Mary was but a child of sixteen years and I a lad of barely twenty-one when we fell deeply in love. Her father, William Godwin, a philosopher and writer of some reputation in his own right, once a friend, was no longer so for reasons I wish not to detail here for they have little if any impact on my subject. Allow me to just recall that he did not approve of a union between Mary and me and it was for this reason our affair took on a clandestine aspect. We met often in secret and in the most unlikely of places, a truly ghostly setting. We gathered during night’s darkest hours in the cemetery that held the coffin of Mary’s own mother. It was upon the lush grass growing from the soil above her grave that Mary and I consummated our love. This location and the deeds done there, I would submit, planted the first seed in Mary’s fertile imagination that would grow in time to become her most famous creation.
After months of planning Mary and I fled from her father’s domain never to return. We wandered Europe for a few years uncertain where to alight. I had early on some family money and earned a bit more as a critically acclaimed but as yet not popular and thus not often published poet. When my family disowned me for my scandalous behavior and ceased my funding we were often nearly destitute. We had, however, acquired many good friends, Lord Byron among them, and from time to time accepted their patronage. We wished during our better, more flushed hours, to have a child and although Mary’s womb proved as fertile as her imagination, her body initially proved incapable of bringing one to full term and our first three were lost. This, it seems to me was the second psychological factor in her mind’s sculpting of what would become Victor Frankenstein and his monster. What parent I ask you would not wish to bring life to that which they had conceived but remained unborn?
There then lacked but the asking for the tale to arrive on the page and our group had done just that, much as writer’s groups in your modern era often inspire works that would never have been wrenched from minds busy elsewhere were it not for suggested topics.
Mary brought her Frankenstein to us in a shortened form that long ago day and it was quickly deemed the best of all. It was at our insistence that she would later lengthen to completeness her fantastic tale.
Though it is impossible to fully explain the nature of one’s creative effort, Mary did reveal to me as we sipped champagne on the date of the book’s first publication, that the parts for her story were all lodged randomly in her subconscious and her task was simply – if the word simply applies here - to dredge them, sort them, and pen them to paper.

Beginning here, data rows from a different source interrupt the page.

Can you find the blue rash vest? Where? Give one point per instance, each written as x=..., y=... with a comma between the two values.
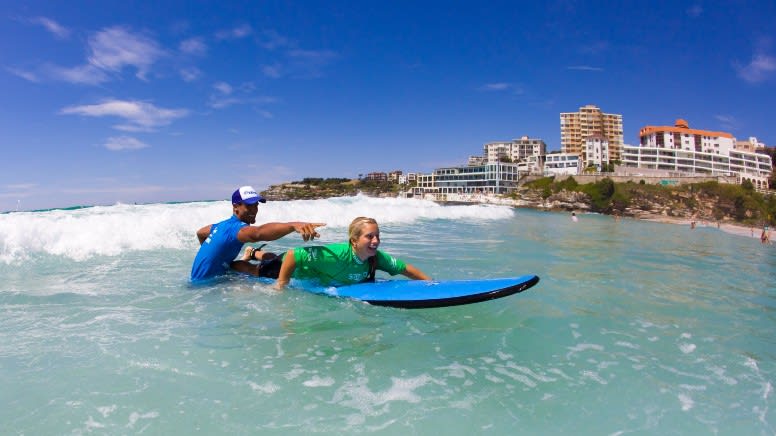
x=219, y=249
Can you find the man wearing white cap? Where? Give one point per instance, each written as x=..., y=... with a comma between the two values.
x=221, y=242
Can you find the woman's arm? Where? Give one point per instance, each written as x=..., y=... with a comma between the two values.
x=273, y=231
x=414, y=273
x=286, y=270
x=202, y=234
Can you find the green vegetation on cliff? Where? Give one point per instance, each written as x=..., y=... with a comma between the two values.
x=311, y=188
x=709, y=200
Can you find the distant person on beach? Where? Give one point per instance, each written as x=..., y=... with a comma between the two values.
x=345, y=263
x=220, y=243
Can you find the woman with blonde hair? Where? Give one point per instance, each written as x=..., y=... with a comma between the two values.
x=345, y=263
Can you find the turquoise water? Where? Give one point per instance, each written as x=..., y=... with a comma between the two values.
x=635, y=327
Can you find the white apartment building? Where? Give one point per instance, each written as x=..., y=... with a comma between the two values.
x=596, y=152
x=526, y=151
x=562, y=164
x=576, y=127
x=685, y=150
x=490, y=178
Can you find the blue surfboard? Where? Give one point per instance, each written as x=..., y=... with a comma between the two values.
x=419, y=294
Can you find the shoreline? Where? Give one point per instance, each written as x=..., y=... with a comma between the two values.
x=732, y=228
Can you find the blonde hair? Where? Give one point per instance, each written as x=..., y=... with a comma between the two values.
x=357, y=227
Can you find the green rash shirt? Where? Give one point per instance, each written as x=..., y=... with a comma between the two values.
x=336, y=264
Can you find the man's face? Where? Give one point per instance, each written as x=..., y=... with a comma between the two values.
x=246, y=212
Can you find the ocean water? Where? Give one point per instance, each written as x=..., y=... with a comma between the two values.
x=635, y=328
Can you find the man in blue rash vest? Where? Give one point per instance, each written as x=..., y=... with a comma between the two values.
x=221, y=242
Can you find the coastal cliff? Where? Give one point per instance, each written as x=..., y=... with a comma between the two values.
x=710, y=201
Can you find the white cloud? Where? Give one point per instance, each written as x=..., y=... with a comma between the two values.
x=139, y=116
x=223, y=88
x=193, y=46
x=271, y=40
x=501, y=86
x=190, y=74
x=761, y=68
x=595, y=47
x=120, y=143
x=52, y=26
x=26, y=75
x=84, y=74
x=235, y=33
x=272, y=71
x=114, y=48
x=584, y=68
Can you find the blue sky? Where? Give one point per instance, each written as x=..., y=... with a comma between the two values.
x=107, y=102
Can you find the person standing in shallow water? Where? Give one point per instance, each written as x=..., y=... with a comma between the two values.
x=221, y=242
x=345, y=263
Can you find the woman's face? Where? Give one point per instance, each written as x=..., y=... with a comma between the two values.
x=366, y=244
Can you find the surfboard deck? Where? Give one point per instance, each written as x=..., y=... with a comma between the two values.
x=420, y=294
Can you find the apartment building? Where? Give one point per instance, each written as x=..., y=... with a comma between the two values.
x=576, y=127
x=489, y=178
x=528, y=151
x=680, y=149
x=562, y=164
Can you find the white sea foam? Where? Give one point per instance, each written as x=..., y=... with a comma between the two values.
x=111, y=230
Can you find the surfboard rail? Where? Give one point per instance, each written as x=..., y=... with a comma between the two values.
x=418, y=294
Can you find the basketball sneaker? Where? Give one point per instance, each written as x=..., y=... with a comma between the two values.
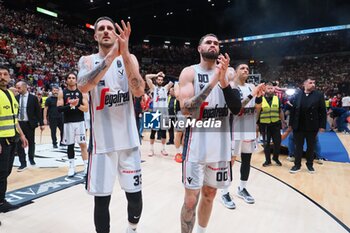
x=245, y=196
x=178, y=158
x=151, y=153
x=164, y=152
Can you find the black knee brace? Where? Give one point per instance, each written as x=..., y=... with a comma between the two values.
x=101, y=214
x=134, y=206
x=70, y=151
x=245, y=166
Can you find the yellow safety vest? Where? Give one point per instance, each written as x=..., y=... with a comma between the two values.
x=8, y=115
x=269, y=114
x=43, y=101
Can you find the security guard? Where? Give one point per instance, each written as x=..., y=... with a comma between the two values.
x=9, y=131
x=271, y=116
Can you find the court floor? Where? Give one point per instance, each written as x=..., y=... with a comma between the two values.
x=284, y=203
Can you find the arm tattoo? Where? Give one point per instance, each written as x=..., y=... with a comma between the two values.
x=91, y=75
x=188, y=217
x=193, y=104
x=245, y=101
x=134, y=83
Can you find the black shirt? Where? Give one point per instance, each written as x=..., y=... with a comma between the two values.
x=73, y=115
x=52, y=110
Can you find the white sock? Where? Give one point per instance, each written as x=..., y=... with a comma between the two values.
x=201, y=229
x=71, y=163
x=224, y=191
x=243, y=185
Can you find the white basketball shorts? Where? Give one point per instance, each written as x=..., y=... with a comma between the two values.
x=216, y=175
x=104, y=168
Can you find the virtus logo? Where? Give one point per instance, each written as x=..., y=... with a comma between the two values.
x=208, y=118
x=110, y=99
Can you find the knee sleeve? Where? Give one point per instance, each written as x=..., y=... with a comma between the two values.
x=70, y=151
x=134, y=206
x=245, y=166
x=101, y=214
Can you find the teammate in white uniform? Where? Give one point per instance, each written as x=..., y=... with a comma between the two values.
x=207, y=153
x=73, y=104
x=244, y=131
x=112, y=77
x=160, y=103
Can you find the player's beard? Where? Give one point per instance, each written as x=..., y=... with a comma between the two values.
x=210, y=55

She wanted a creature equal in its gruesomeness to Polidori’s own. - we were, after all, in a competition, albeit of our own devising – and she found it in Victor Frankenstein’s assemblage of body parts robbed from the graves of the recently dead. The lightning Mary so often pondered would spark the monster to life and then would follow the agony of its existence as a being separate and apart from all others; an agony that could and would lead to violence. Victor Frankenstein, perhaps the original “Mad Scientist,” would bear the ultimate responsibility for the abomination he brings to life and the consequences of its actions. He would follow it to the far corners of the earth endeavoring to put an end to the torment that both he and the creature share… but to no avail. His inhuman creation not born of woman cannot die and will wander the earth for eternity. In the end a tragedy, not a horror story at all.

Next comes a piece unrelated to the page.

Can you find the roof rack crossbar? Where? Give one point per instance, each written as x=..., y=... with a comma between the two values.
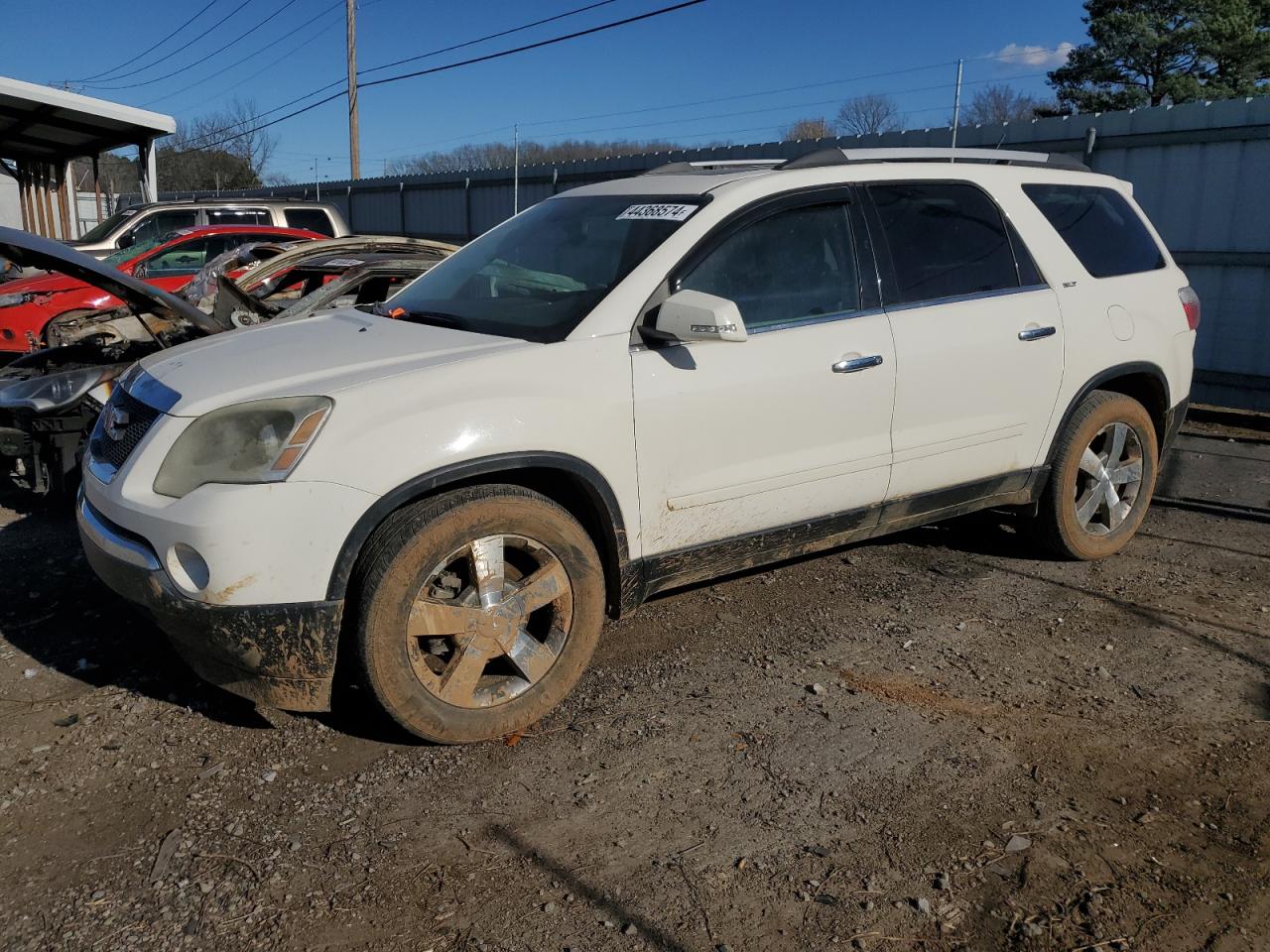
x=714, y=166
x=993, y=157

But the book was not received that way and Mary tried unsuccessfully to distance herself from her famous Frankenstein by writing other books. None, though, would prove to have an impact anything near that of her singular masterpiece of the macabre. For several years following the book’s publication her notoriety would bring distress, but she would ultimately come to understand and accept that she and Victor Frankenstein’s undying monster would make her, Mary Wollstonecraft Shelley, immortal as well.